Because loyalty to the system was the only way to maintain their position, officials who tried to implement radical change in the lands they
governed didn’t last very long. The alienation of bureaucrats from their areas of governance was intended to create central political stability, but resulted in a government that often became blind to local problems and needed to be periodically overthrown. Corruption kept returning because the system it existed within was broken.
Having grown up within both a Chinese and American culture, I learned that each community has its own set of values, and these values influence its decisions. I developed the ability to think from multiple viewpoints and to connect ideas rather than arguing with politics.
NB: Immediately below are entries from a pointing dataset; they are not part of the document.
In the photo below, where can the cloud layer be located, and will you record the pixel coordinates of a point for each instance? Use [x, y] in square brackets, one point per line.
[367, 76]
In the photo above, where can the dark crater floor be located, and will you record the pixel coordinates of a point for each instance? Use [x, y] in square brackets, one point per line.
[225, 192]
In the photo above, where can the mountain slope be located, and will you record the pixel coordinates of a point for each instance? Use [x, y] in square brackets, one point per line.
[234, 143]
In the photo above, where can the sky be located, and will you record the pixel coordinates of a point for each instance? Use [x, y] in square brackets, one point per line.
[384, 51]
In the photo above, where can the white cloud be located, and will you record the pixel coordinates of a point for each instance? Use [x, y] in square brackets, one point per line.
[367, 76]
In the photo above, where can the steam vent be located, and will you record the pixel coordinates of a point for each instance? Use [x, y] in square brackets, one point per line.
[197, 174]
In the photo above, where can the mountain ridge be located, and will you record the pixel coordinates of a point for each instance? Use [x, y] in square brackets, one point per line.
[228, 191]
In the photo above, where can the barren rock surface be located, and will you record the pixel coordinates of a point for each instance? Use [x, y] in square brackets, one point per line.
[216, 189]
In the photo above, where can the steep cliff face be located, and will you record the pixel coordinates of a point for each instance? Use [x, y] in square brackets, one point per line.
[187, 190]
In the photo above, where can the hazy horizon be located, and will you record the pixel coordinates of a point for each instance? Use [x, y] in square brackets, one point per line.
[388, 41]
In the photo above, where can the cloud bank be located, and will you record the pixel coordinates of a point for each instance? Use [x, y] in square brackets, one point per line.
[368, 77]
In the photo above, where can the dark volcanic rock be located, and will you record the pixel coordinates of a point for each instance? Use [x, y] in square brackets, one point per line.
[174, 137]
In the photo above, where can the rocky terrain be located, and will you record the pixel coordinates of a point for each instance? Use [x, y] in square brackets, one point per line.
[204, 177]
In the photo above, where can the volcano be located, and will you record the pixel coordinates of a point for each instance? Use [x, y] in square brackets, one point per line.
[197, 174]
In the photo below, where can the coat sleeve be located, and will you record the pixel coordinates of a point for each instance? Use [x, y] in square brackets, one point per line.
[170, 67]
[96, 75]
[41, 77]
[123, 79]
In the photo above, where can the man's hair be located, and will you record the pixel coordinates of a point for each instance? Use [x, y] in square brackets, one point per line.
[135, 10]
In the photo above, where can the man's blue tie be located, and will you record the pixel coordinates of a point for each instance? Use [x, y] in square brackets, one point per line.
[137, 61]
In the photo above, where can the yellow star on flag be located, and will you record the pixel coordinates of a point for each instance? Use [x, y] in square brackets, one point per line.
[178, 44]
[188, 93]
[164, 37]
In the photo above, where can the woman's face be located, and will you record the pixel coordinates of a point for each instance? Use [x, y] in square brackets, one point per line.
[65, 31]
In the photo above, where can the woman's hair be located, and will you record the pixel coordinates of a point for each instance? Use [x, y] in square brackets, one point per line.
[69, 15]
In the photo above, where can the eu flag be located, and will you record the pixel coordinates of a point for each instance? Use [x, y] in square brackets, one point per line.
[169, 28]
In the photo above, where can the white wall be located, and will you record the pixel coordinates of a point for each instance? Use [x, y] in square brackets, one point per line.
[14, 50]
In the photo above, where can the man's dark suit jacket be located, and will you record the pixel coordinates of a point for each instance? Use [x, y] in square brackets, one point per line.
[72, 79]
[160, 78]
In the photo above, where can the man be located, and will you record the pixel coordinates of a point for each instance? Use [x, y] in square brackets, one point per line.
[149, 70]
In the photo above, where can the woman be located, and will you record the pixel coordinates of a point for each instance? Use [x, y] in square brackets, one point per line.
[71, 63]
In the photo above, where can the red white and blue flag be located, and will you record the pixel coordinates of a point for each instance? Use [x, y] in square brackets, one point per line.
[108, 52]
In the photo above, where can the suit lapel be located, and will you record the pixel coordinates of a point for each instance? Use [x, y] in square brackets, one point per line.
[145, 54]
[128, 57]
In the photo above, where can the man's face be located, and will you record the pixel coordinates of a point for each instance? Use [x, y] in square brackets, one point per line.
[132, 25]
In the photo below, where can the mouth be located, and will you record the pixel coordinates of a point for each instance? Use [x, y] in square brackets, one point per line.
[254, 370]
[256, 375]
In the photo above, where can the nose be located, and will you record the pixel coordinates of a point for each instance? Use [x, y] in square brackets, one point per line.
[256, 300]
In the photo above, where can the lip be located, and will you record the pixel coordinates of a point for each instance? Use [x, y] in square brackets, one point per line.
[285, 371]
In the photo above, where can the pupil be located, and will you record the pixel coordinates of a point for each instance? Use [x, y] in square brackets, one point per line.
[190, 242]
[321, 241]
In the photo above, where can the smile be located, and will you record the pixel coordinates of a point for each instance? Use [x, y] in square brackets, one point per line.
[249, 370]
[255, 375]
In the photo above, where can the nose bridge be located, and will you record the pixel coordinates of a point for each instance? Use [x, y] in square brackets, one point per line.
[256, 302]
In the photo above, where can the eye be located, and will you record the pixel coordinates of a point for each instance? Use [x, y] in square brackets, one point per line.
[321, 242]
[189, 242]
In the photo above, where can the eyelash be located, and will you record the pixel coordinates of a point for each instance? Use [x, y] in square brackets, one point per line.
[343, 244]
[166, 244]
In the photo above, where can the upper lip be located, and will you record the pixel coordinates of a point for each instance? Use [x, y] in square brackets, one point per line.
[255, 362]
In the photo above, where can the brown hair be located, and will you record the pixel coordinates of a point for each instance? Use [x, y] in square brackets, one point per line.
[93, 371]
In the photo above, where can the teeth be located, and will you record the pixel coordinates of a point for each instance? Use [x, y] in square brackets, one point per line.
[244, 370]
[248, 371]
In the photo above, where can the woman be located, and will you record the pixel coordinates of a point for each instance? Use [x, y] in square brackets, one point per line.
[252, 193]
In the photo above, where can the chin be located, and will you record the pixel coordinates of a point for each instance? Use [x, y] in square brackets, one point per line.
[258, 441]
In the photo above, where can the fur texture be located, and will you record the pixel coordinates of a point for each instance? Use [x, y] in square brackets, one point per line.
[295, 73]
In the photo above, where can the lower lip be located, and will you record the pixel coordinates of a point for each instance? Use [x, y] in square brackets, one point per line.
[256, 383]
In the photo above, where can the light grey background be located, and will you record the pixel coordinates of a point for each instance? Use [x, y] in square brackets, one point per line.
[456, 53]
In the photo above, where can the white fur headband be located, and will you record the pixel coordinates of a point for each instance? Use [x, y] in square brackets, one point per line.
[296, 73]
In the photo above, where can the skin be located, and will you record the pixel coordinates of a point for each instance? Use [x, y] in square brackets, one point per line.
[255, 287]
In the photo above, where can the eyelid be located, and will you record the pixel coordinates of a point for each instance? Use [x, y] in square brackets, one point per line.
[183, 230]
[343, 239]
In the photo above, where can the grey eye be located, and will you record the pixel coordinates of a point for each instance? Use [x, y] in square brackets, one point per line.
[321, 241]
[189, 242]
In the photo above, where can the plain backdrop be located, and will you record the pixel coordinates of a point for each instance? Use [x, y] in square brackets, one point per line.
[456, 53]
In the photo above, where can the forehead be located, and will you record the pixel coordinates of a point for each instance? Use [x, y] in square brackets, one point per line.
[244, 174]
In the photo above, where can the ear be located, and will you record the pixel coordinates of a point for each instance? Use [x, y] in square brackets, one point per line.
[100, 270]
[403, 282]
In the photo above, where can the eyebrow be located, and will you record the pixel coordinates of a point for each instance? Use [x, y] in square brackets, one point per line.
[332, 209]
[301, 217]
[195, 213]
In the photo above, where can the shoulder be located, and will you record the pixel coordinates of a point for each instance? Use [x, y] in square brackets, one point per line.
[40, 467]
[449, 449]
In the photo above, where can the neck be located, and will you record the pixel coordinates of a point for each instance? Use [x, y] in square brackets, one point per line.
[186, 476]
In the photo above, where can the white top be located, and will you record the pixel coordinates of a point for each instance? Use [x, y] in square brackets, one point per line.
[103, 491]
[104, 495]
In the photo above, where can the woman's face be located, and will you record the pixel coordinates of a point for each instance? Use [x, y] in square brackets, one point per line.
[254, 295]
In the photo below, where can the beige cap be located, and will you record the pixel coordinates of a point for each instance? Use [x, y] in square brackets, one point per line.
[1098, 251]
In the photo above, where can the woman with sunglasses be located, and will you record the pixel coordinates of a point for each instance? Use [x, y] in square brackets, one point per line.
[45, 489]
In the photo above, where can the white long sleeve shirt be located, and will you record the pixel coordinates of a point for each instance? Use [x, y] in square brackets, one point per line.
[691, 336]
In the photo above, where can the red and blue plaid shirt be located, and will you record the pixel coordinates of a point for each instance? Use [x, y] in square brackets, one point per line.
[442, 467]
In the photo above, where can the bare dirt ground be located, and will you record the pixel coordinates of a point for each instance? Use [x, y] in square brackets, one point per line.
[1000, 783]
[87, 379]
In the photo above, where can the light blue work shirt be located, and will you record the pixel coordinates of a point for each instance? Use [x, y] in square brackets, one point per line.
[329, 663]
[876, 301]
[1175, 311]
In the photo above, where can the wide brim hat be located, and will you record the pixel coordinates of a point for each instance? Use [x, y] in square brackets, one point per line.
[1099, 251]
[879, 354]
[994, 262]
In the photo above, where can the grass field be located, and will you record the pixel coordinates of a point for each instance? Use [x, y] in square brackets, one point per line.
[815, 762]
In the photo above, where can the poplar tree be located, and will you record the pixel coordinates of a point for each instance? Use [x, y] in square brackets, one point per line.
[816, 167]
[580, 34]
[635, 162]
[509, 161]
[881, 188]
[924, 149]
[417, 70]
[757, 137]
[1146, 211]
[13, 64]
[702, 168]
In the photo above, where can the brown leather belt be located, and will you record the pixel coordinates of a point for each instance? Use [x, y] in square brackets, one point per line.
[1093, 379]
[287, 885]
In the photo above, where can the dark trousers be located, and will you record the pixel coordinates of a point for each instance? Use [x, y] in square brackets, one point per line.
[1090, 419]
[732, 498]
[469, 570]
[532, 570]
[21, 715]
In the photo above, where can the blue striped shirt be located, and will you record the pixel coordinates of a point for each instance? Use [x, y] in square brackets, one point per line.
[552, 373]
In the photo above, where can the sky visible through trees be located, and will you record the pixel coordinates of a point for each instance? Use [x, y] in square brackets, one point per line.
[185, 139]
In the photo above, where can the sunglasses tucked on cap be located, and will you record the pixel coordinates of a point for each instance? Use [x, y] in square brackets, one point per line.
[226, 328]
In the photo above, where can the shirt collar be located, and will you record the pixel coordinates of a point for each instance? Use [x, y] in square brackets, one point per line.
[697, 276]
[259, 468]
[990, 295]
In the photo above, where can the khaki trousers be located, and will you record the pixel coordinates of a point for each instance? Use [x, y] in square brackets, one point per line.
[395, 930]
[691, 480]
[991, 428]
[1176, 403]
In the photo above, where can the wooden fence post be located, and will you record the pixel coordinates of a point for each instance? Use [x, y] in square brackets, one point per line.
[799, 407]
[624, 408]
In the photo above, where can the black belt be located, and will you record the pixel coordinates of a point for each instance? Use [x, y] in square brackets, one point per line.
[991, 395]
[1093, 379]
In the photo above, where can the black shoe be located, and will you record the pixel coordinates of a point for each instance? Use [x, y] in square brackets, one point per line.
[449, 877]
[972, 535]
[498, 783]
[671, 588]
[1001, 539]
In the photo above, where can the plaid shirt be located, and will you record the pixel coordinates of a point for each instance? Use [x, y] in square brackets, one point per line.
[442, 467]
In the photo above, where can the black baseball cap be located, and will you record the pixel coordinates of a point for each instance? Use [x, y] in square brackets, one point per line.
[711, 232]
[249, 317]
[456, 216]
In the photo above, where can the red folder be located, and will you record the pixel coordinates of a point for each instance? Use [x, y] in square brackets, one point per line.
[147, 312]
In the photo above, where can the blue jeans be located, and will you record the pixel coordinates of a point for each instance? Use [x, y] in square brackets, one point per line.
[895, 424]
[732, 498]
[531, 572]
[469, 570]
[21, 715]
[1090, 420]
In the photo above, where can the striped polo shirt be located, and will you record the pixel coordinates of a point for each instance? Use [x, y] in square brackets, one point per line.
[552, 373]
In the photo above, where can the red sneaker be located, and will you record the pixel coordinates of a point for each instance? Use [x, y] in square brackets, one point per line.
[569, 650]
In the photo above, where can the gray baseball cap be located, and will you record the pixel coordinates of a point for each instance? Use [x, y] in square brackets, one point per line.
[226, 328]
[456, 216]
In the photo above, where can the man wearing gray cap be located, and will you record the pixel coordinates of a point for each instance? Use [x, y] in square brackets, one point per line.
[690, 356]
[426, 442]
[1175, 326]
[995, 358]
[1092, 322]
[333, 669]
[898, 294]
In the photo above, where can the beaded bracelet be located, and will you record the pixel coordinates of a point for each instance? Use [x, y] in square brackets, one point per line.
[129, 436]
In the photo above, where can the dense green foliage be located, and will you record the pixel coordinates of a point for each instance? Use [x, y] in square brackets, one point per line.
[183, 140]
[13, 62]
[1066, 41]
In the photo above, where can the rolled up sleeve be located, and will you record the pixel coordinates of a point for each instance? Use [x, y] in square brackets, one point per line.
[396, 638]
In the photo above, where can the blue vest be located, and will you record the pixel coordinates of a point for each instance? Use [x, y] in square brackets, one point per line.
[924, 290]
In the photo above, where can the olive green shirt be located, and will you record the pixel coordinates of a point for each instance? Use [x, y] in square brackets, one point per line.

But a crucial component to connecting ideas is being able to unveil the decision-making behind them. The cultural and political milieu we live in inform the works we produce. In the context of the art world, the story of how a piece of work ends up on the wall says as much about the art as the subject of the work itself. Professor David J. O’Brien, instructor of Romantic Art at the University of Illinois Urbana
Champaign, once told our class that until the Romantic period, people thought of art as being a mirror—imitating life. Then towards the end
of the 18th century, they began to view art as being more akin to a lantern. I think it is both; Art reflects our world, while understanding how it is made illuminates our understanding of the world we live in. For real conversations to exist about the art world, transparency needs to exist. I hope we can write to generate honest dialogue. By the time this is published, we will have reached out to local galleries, artists, and museums to talk about the current Chicago art world, on behalf of the New Art Examiner.
Jane Addams, founder of the Hull House and great-great aunt of Jane Addams Allen (co-founder of the NAE) brought people from different
communities together, uniting them through dialogue as a path to mutual understanding and ultimately, progress. This is my hope for what the New Art Examiner will begin to accomplish.